Yogyakarta, 17/4/2025- Di balik pertemuan-pertemuan kelas yang hangat dan diskusi lintas budaya yang akrab, ada kisah seorang tutor muda yang menjadikan pengajaran sebagai panggilan hati. Iqbal Tafqy Aunika, mahasiswa Sejarah angkatan 2022, memulai perjalanannya bersama Indonesian Culture and Language Service (INCULS) Universitas Gadjah Mada pada Juni 2024. Keputusan untuk bergabung bukan semata karena minat akademik, melainkan muncul dari tantangan yang dihadapi saat mengajar ekstrakurikuler Pramuka. Ketika menyadari belum pernah mengajar Bahasa Indonesia secara teori, Iqbal melihat kesempatan ini sebagai ruang untuk belajar, tumbuh, dan melampaui zona nyamannya.
Selama lebih dari satu tahun, Iqbal telah menjadi pengajar untuk mahasiswa dari berbagai program, seperti Gadjah Mada Immersion Fellowship (GMIF) dan Kokushikan. Namun, bagi Iqbal, menjadi tutor tidak hanya sebatas menyampaikan materi. Ia meyakini bahwa kunci pembelajaran terletak pada hubungan antar manusia. Karena itu, ia selalu memulai dengan mengenal hobi dan minat mahasiswa, lalu menjadikan itu sebagai jembatan untuk membangun kedekatan. Pendekatan ini membuat suasana kelas lebih cair dan memungkinkan mahasiswa merasa diterima, bahkan ketika perbedaan budaya terasa mencolok.
Iqbal kerap menggunakan metode yang fleksibel dengan menggabungkan pendekatan komunikatif dan gramatikal, menyeimbangkannya dengan situasi kelas, dan menyelipkan humor agar pelajaran terasa ringan. Ia juga tidak segan untuk menjelajah kota bersama mahasiswa, memperkenalkan Yogyakarta sebagai ruang belajar budaya yang hidup. “Kalau kita tahu apa yang mereka suka, pembelajaran tidak lagi kaku. Mereka jadi lebih berani untuk bertanya, berdiskusi, dan tertarik untuk mengenal Indonesia lebih dalam,” jelasnya.

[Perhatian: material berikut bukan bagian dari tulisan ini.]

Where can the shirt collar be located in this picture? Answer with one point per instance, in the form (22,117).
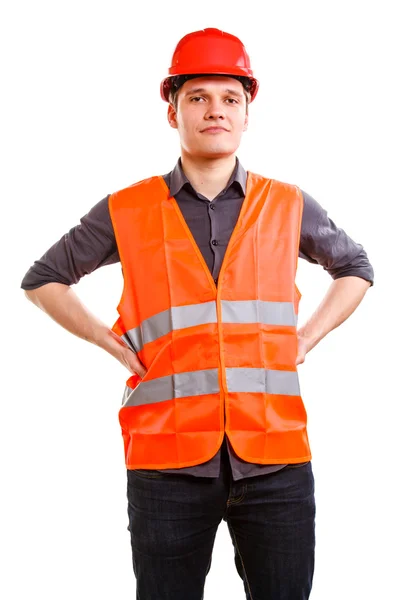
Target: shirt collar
(178,178)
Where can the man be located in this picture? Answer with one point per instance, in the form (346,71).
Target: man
(213,423)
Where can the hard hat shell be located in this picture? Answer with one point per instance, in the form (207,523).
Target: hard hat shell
(213,52)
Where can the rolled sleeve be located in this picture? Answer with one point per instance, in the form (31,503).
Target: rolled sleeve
(82,250)
(323,243)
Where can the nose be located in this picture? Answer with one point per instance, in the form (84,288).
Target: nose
(215,110)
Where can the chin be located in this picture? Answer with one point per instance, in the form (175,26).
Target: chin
(215,151)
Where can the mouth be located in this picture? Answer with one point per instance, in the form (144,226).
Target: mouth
(213,130)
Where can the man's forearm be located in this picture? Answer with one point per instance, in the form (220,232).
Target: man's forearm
(61,303)
(340,301)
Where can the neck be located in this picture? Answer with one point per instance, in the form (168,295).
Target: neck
(208,176)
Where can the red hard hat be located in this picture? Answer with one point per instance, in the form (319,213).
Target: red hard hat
(210,52)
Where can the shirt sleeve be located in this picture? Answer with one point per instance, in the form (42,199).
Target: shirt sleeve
(323,243)
(82,250)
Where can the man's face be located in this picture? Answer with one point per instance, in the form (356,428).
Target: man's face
(211,116)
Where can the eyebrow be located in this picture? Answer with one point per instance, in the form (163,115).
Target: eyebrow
(203,90)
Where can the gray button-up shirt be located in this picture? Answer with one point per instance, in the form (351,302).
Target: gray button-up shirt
(92,244)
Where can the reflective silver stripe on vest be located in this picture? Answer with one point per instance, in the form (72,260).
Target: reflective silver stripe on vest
(258,311)
(179,317)
(179,385)
(263,380)
(233,311)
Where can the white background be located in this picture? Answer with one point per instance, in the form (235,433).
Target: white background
(82,117)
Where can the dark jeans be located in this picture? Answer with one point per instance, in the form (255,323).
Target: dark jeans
(173,521)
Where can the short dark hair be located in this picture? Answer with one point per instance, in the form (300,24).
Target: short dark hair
(178,81)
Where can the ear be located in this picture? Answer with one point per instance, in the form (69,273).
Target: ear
(172,116)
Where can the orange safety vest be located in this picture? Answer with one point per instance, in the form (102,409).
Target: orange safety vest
(218,359)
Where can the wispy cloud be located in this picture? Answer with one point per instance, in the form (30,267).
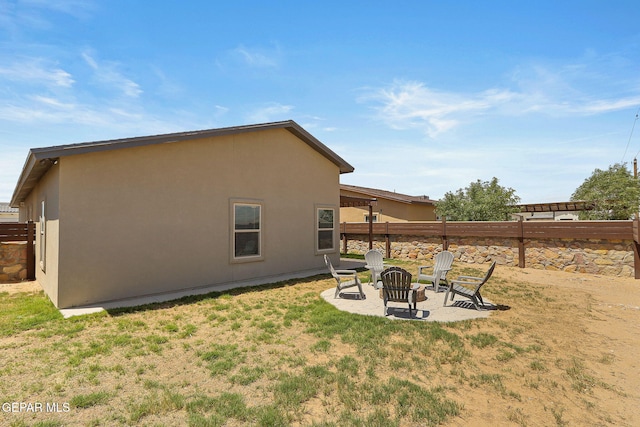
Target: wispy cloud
(412,104)
(576,89)
(75,8)
(269,113)
(258,57)
(107,74)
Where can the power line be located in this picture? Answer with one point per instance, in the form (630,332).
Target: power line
(630,135)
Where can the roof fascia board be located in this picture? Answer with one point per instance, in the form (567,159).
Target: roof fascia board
(33,170)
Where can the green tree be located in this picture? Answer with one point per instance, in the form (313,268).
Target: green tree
(480,201)
(614,193)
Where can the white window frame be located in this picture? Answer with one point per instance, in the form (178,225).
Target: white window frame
(375,217)
(246,258)
(318,229)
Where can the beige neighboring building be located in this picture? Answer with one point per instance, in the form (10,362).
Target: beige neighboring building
(389,207)
(149,215)
(7,213)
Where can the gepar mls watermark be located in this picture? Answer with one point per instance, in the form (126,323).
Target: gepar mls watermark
(26,407)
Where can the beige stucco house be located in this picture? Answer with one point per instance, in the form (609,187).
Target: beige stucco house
(7,213)
(149,215)
(388,207)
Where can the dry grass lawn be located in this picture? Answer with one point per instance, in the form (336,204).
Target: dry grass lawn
(564,353)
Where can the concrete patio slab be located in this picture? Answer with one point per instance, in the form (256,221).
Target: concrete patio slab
(431,309)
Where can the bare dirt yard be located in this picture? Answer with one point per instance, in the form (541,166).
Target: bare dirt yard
(563,350)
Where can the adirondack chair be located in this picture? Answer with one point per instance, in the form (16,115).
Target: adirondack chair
(345,278)
(397,287)
(375,264)
(469,287)
(443,262)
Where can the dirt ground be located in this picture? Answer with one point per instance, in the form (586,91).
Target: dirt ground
(590,318)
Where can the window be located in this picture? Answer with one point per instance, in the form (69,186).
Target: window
(247,230)
(43,236)
(325,229)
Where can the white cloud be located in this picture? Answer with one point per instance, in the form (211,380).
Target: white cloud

Tantangan tentu ada, terutama di kelas pemula. Proses pemahaman mahasiswa kerap lambat di awal. Namun, Iqbal menghadapinya dengan kesabaran dan kreativitas. Salah satu pengalaman yang membekas adalah ketika mahasiswa asal Pakistan bertanya tentang kata-kata gaul dalam Bahasa Indonesia. Alih-alih menertawakan, Iqbal memanfaatkannya sebagai kesempatan untuk berdiskusi tentang etika berbahasa dan konteks sosial. Dialog seperti ini justru membuka ruang saling menghormati, sekaligus memperlihatkan kompleksitas budaya secara lebih jujur.

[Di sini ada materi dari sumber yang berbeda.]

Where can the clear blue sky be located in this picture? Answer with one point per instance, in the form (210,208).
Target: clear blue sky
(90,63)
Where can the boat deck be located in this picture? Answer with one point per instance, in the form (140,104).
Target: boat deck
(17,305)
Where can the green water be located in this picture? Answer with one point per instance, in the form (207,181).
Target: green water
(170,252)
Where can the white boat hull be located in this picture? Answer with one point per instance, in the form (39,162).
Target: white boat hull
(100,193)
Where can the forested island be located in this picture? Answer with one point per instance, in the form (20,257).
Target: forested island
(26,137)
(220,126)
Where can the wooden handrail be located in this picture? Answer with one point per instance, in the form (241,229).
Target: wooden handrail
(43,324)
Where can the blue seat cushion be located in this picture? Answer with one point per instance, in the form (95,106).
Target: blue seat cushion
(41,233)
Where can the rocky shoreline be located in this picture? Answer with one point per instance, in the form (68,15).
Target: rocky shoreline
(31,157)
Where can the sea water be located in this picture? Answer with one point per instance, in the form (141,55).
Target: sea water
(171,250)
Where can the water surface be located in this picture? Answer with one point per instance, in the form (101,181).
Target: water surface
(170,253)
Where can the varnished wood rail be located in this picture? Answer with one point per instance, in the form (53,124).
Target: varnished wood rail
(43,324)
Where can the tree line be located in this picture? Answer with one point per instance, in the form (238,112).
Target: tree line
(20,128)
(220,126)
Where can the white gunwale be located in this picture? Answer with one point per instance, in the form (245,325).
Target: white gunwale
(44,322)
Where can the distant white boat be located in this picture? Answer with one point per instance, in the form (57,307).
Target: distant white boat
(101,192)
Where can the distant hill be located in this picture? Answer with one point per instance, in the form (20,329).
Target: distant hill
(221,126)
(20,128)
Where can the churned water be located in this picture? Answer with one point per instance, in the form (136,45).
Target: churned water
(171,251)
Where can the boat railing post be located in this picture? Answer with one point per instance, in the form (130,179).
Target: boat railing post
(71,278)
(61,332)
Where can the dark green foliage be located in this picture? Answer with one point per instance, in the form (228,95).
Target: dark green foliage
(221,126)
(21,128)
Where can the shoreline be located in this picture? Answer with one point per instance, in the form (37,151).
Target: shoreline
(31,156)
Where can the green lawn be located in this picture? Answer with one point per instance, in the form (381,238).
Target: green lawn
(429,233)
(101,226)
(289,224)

Baginya, menjadi tutor adalah juga menjadi wajah Indonesia. Saat memperkenalkan batik, misalnya, Iqbal tidak hanya menunjukkan motif atau corak, tetapi juga menyampaikan filosofi di baliknya. Dengan cara itu, ia berharap mahasiswa asing tidak hanya belajar tentang Bahasa Indonesia, tapi juga menangkap nilai-nilai yang membentuk masyarakat Indonesia. “Kami ini, secara tidak langsung, adalah delegasi budaya,” tuturnya. Ia percaya, dari ruang kelas kecil itulah muncul kesan pertama tentang Indonesia yang bisa tinggal lama dalam ingatan para mahasiswa.
Pengalaman bersama INCULS juga memberi Iqbal pelajaran yang mendalam. Ia menjadi lebih peka terhadap perbedaan, belajar menghargai budaya lain, dan menyadari pentingnya membangun hubungan yang setara. Ia bahkan masih menjaga komunikasi dengan mahasiswa yang pernah diajar, memperkuat ikatan yang telah terbentuk bukan hanya sebagai pengajar, tapi juga sebagai sahabat.
Iqbal berkomitmen untuk terus menjadi tutor selama masa kuliahnya. Menurutnya, INCULS bukan sekadar tempat mengajar, melainkan ruang bertumbuh yang membuka cakrawala baru. Ia berharap ke depan, INCULS bisa memperkenalkan Indonesia dari sisi yang lebih luas dari tarian tradisional, pakaian adat, hingga kehidupan sehari-hari yang kaya akan nilai-nilai lokal.
“Belajar Bahasa Indonesia bisa dari mana saja,” pesannya. Menurutnya, yang terpenting adalah semangat untuk memahami dan keberanian untuk membuka diri. Karena dalam bahasa, ada budaya dan dalam budaya, ada cara kita memanusiakan manusia.